While growing up, Nye said her parents made her feel like she was no different from other children who were born able to hear. “My parents made me feel like there’s nothing I couldn’t do. I think that’s where a lot of my confidence comes from,” Nye said.
Nye said her parents were her biggest advocates and never dismissed her goals. She credits her parents for her confidence and ability to stand up for herself. “Growing up I never had to do anything different,” she said. She completed her bachelor’s degree in psychology at UNC-Chapel Hill in 2019 before joining the four-year audiology program offered by the Department of Allied Health Sciences.
Nye said faculty have worked with her to ensure that she has access to the same educational experience as her peers. In a field that focuses on hearing and improving quality of life for clients, she has already worked with practicing clinicians in the field who have mentored her to allow for her success in the program.
Those same mentors and clinicians have continued to support Nye as online learning efforts began in response to the COVID-19 pandemic. For instruction, Nye relies on captioning systems. A lack of other cues—such as body language, facial expressions, and gestures—has made the transition more difficult. However, Nye has continued to adapt to new learning environments and technologies.
“Faculty have been very helpful in making sure that I have access to what I need,” Nye said.
She hopes to be an encouraging voice in her work with future clients, and their parents, who might feel disheartened about their child’s hearing diagnosis.

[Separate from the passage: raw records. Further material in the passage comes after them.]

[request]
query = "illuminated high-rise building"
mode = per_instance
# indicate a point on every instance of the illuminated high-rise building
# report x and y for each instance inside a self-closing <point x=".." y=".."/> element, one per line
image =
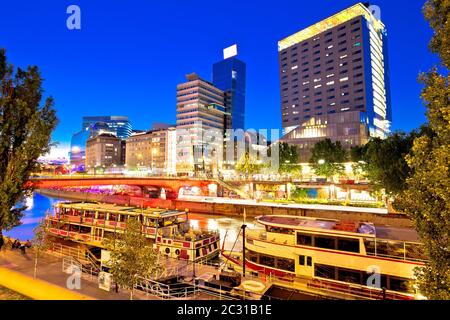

“I look forward to being an audiologist who can also be a role model for children with cochlear implants,” Nye said.
Nye said she hopes to continue advocacy work during her remaining years in the doctoral program.
“Deafness can, at times, be challenging. Education and advocacy are the keys.”
The division is one of seven housed in the Department of Allied Health Sciences in the UNC School of Medicine. Ranked #5 by U.S. News and World Report, the audiology program is among the best in the country.